Pressure to publish and perish
While we may not be able to change the expectations of publishing during a PhD in therapy, we can work on narratives and stories from your past education experiences that may be making working on manuscripts even harder for you. Think about labels like ‘talented and gifted’ or ‘high-achieving” or self-esteem tied to productivity or approval of authority figures or having to ‘prove’ yourself / ‘prove’ that you can do it. These are things we can unpack, explore, and heal in therapy together.
Comparison
It is an incredibly individual journey, a PhD. Yet you’re surrounded by other people who are doing the same type of work as you, at the same level, and that can set in motion some self-worth or self-esteem spirals. It may also be that you see folks on social media doing PhDs and you compare their progress to yours and start to feel a type of way about that. You may also be pit against your cohort or lab-mates for authorship, conference presentations, and awards - direct evidence of comparison that lives in your head. Therapy can support ways to develop self-compassion, self-trust, build self-esteem grounded in who you are and not what you do.
Burnout
A good portion of the studies done on the mental health of doctoral students is related to burnout, it’s that prevalent. It makes so much sense that doctoral students and PhD researchers who are underpaid, overworked, and stretched to the limits of their brain power creating an original contribution for science and research would be burnout. In therapy, we can work on completing your stress cycle, discerning different types of rest, playing more, and other avenues for healing and recovery (while still being in the PhD, or moving through burn out in afterwards depending on when you come to therapy).
Isolation
There are many reasons the PhD brings up feelings of isolation for folks. It may be the schedule of when you are collecting data or when you have motivation to write the disseration or thesis, it may be feeling like you need to work weekends and missing out on a social life, it may be that you feel misunderstood or distant from your department or committee or cohort, it may be that it’s a lonely experience to write essentially a book on work that has to come from your brain (for the original contribution bit). There are plenty of valid, reasonable, and appropriate reasons to feel isolated during the PhD due to the system and way things are set up. Therapy can not only provide a space for validation and understanding as well as processing and examination of changes that could be made, but the therapeutic relationship itself may support a reduction in feelings of isolation.

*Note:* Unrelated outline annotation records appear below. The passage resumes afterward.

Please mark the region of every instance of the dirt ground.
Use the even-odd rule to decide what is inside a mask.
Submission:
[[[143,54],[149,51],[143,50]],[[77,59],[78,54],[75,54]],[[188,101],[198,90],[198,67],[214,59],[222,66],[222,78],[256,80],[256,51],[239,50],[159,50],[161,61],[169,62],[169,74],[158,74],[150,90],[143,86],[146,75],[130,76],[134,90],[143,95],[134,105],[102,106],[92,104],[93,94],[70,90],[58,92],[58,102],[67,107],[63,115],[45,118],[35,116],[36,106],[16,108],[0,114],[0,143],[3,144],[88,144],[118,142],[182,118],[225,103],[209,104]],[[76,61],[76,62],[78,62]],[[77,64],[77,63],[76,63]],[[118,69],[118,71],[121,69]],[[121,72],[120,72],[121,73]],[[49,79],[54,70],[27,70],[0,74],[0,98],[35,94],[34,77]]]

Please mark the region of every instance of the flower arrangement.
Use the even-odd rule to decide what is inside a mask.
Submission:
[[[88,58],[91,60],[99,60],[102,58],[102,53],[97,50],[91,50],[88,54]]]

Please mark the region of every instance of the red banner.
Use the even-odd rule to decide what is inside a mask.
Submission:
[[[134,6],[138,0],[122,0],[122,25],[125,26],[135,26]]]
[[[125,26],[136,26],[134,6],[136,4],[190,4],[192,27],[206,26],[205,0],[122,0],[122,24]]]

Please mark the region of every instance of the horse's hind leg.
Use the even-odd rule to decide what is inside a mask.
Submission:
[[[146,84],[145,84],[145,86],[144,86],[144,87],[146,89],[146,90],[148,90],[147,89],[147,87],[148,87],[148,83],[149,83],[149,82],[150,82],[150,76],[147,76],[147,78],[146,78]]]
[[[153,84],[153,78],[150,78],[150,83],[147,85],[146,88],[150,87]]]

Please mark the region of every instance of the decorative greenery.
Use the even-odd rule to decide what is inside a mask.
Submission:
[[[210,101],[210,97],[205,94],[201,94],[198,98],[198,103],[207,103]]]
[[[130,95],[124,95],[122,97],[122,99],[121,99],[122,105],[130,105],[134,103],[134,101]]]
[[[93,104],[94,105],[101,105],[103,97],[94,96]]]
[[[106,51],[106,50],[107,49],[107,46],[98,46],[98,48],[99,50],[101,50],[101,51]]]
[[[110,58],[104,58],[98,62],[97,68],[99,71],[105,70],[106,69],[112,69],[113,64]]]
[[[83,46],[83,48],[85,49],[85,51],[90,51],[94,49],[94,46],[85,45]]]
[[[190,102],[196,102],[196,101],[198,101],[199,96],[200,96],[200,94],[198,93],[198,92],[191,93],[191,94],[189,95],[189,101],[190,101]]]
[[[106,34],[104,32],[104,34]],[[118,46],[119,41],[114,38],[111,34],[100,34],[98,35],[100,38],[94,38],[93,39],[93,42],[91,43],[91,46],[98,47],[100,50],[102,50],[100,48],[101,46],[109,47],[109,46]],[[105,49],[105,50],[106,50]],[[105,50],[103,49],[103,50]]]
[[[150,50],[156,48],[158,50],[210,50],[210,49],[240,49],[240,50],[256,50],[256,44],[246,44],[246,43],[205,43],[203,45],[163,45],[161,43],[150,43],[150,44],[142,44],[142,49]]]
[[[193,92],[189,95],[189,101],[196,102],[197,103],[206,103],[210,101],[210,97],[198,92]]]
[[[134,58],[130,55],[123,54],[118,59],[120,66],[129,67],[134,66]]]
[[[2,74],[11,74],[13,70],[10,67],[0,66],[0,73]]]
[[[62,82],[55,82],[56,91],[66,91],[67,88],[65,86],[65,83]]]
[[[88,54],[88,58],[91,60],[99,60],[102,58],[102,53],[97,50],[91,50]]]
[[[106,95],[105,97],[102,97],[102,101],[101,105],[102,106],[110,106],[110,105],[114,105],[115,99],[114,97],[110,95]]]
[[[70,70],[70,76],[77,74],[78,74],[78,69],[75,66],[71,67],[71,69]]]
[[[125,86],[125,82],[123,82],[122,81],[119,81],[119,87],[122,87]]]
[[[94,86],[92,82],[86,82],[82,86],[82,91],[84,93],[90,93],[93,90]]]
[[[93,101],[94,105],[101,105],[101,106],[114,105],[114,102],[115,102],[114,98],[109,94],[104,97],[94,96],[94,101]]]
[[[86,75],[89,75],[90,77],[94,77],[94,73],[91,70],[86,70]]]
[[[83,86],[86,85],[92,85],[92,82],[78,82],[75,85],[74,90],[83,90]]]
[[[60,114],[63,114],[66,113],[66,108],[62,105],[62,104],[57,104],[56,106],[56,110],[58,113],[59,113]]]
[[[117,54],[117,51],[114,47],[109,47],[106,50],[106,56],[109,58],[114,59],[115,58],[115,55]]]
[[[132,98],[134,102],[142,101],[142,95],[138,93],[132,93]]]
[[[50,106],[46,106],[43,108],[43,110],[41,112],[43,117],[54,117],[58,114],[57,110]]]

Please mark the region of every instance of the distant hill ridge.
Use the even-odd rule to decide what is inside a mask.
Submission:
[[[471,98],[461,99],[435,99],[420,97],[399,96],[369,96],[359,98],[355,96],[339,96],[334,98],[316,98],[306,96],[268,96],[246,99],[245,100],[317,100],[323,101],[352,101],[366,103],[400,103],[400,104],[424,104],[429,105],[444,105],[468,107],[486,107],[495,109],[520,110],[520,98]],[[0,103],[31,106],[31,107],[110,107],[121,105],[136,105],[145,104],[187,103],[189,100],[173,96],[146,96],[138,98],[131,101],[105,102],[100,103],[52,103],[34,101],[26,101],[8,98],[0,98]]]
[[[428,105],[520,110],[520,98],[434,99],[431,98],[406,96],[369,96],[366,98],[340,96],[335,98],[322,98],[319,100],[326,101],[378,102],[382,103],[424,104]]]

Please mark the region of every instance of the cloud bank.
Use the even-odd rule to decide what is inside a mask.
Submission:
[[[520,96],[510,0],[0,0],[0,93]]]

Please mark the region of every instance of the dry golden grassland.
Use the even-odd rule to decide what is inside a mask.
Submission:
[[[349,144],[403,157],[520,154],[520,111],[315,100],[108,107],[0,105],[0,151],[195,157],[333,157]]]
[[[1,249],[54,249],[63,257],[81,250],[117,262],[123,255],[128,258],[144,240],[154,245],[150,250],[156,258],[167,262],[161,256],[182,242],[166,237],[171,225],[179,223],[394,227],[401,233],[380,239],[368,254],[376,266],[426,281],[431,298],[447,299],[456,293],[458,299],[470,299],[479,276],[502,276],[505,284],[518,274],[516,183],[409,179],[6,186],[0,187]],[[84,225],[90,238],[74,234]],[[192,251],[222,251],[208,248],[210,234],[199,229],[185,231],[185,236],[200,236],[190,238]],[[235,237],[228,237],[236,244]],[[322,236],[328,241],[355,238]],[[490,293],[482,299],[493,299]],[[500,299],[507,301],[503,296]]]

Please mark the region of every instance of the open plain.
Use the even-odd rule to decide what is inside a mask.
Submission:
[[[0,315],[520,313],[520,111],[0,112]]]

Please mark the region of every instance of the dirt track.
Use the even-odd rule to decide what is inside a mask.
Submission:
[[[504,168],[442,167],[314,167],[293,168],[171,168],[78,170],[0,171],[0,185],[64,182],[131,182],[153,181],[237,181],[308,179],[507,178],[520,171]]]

This is a non-exhaustive list of areas where therapy can support your mental health and wellbeing as a doctoral student and throughout your PhD journey.
It may be true too that while the area was talked about in this blog, you might have a completely different experience and take on it. Please don’t let that misalignment discourage you from seeking therapy because while only one potential perspective is shown here, there are many reasons to seek therapeutic support throughout the PhD (we didn’t even get into how life happens around you during the PhD in ways that can be hard to manage too!).
Since the PhD world can be mystifying to many who have not experienced it, you may find it helpful to see a therapist who has been through the academic system - someone you don’t have to explain all the particularities and ins-and-outs of the PhD journey to.